High-quality, consistent documentation for astronomy code is one of the major goals of the Astropy project. Hence, we describe our documentation procedures and rules here. For the astropy core project we try to keep to these as closely as possible, while the standards for affiliated packages are somewhat looser. (These procedures and guidelines are still recommended for affiliated packages, as they encourage useful documentation, a characteristic often lacking in professional astronomy software.)

Building the Documentation from source

For information about building the documentation from source, see the Building documentation section in the installation instructions.

Astropy Documentation Rules and Guidelines

This section describes the standards for documentation format affiliated packages that must follow for consideration of integration into the core module, as well as the standard Astropy docstring format.

  • All documentation should be written use the Sphinx documentation tool.
  • The template package will provide a recommended general structure for documentation.
  • Docstrings must be provided for all public classes, methods, and functions.
  • Docstrings will be incorporated into the documentation using a version of numpydoc included with Astropy, and should follow the Astropy Docstring Rules.
  • Examples and/or tutorials are strongly encouraged for typical use-cases of a particular module or class.
  • Any external package dependencies aside from NumPy, SciPy, or Matplotlib must be explicitly mentioned in the documentation.
  • Configuration options using the astropy.config mechanisms must be explicitly mentioned in the documentation.

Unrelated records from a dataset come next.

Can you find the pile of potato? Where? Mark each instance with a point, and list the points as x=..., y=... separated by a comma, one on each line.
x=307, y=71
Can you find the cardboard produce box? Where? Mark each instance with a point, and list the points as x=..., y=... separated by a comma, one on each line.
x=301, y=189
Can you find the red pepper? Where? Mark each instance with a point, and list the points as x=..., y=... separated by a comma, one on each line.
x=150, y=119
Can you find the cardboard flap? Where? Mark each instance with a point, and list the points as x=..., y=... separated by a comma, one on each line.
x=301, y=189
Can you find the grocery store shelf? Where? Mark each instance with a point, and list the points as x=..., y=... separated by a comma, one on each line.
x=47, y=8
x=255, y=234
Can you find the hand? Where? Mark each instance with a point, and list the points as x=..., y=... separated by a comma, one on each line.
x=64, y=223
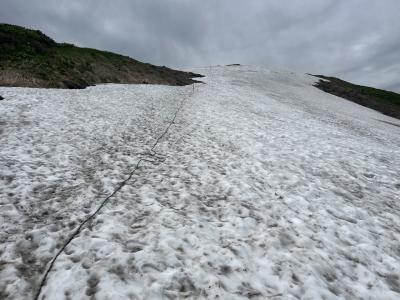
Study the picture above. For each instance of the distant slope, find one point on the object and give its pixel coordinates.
(29, 58)
(383, 101)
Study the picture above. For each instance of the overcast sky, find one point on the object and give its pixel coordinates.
(357, 40)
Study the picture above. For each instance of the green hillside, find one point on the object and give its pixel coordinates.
(30, 58)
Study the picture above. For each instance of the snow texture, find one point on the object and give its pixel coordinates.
(263, 187)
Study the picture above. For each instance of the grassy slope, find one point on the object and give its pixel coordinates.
(30, 58)
(383, 101)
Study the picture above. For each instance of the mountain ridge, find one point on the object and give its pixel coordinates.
(29, 58)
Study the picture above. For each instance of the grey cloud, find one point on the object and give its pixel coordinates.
(358, 40)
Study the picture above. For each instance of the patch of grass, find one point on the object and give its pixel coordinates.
(386, 102)
(34, 55)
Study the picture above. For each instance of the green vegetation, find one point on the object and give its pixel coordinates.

The details of the docstring format are described on a separate page:

Sphinx Documentation Themes

A custom Sphinx HTML theme is included in the astropy-helpers package (it is also included in Astropy’s source package, but this will be removed after v0.4 and subsequently only be available through astropy-helpers). This allows the theme to be used by both Astropy and affiliated packages. This is done by setting the theme in the global Astropy sphinx configuration, which is imported in the sphinx configuration of both Astropy and affiliated packages.

Using a different theme for astropy or affiliated packages

A different theme can be used by overriding a few sphinx configuration variables set in the global configuration.

  • To use a different theme, set 'html_theme' to the name of a desired builtin Sphinx theme or a custom theme in package-name/docs/conf.py (where 'package-name' is “astropy” or the name of the affiliated package).
  • To use a custom theme, additionally: place the theme in package-name/docs/_themes and add '_themes' to the 'html_theme_path' variable. See the Sphinx documentation for more details on theming.

Adding more custom themes to astropy

Additional custom themes can be included in the astropy source tree by placing them in the directory astropy/astropy/sphinx/themes, and editing astropy/astropy/sphinx/setup_package.py to include the theme (so that it is installed).

Sphinx extensions

Astropy-helpers includes a number of sphinx extensions that are used in Astropy and its affiliated packages to facilitate easily documenting code in a homogeneous and readable way.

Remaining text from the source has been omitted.